同工場は、ヨーロピアン・エナジーが開発し、同社傘下のカッソ・ミッドコ小会社ソーラーパーク・カッソが所有。ソーラーパーク・カッソに対し2023年7月に三井物産が株式49%を取得することで合意し、共同運営を開始した。三井物産は長期的な開発と運営を支援するための戦略的専門知識とグローバルなネットワークを提供している。また、ヨーロピアン・エナジーには、三菱HCキャピタルも20%出資している。
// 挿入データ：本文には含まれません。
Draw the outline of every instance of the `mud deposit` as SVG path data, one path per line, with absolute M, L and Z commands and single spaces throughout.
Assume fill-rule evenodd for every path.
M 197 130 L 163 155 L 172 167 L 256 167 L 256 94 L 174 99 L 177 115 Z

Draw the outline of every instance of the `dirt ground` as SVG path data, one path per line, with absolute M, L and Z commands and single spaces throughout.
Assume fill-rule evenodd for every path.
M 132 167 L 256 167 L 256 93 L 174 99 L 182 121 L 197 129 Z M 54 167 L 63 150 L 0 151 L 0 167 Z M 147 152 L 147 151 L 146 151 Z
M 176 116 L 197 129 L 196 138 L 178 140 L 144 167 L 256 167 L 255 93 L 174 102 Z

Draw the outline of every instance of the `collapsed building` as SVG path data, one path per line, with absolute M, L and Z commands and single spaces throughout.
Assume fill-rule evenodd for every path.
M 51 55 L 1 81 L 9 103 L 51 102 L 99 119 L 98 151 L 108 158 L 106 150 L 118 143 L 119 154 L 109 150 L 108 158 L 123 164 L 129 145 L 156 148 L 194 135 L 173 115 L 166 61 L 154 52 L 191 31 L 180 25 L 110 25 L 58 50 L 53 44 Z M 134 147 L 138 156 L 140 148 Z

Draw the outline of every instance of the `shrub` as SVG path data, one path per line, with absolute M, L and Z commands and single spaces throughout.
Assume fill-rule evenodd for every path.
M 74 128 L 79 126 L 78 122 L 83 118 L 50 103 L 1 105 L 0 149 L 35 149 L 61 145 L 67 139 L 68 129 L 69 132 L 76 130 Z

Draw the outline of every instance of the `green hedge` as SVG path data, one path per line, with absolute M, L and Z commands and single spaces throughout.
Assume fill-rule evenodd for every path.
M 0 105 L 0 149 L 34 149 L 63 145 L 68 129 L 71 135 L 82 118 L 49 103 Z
同施設では、eメタノールをグリーン水素と生物由来の二酸化炭素から製造。化石燃料由来のメタノールと比較し、温室効果ガス排出量を最大97%削減することができる。隣接する北欧最大級のカッソー・ソーラーパーク(設備容量304MW)から電力を調達することで、100%再生可能エネルギーで稼働しグリーン水素を製造している。二酸化炭素を得るための炭素回収・利用(CCU)設備も統合済み。生産能力は年間4.2万t。
製造されたeメタノールは、温室効果ガスの削減難易度が高いセクターで活用され、海運世界大手デンマークのA.P.モラー・マースク、玩具世界大手デンマークのレゴ・グループ、デンマーク医薬品大手ノボノルディスク等へ提供する。
A.P.モラー・マースクは、2023年9月に製造された世界初のメタノールで稼働可能なコンテナ船「Laura Maersk」の燃料として使用予定。レゴやノボノルディスクでは、プラスチック等の産業プロセスにおける化石燃料由来メタノールの代替としても使用される。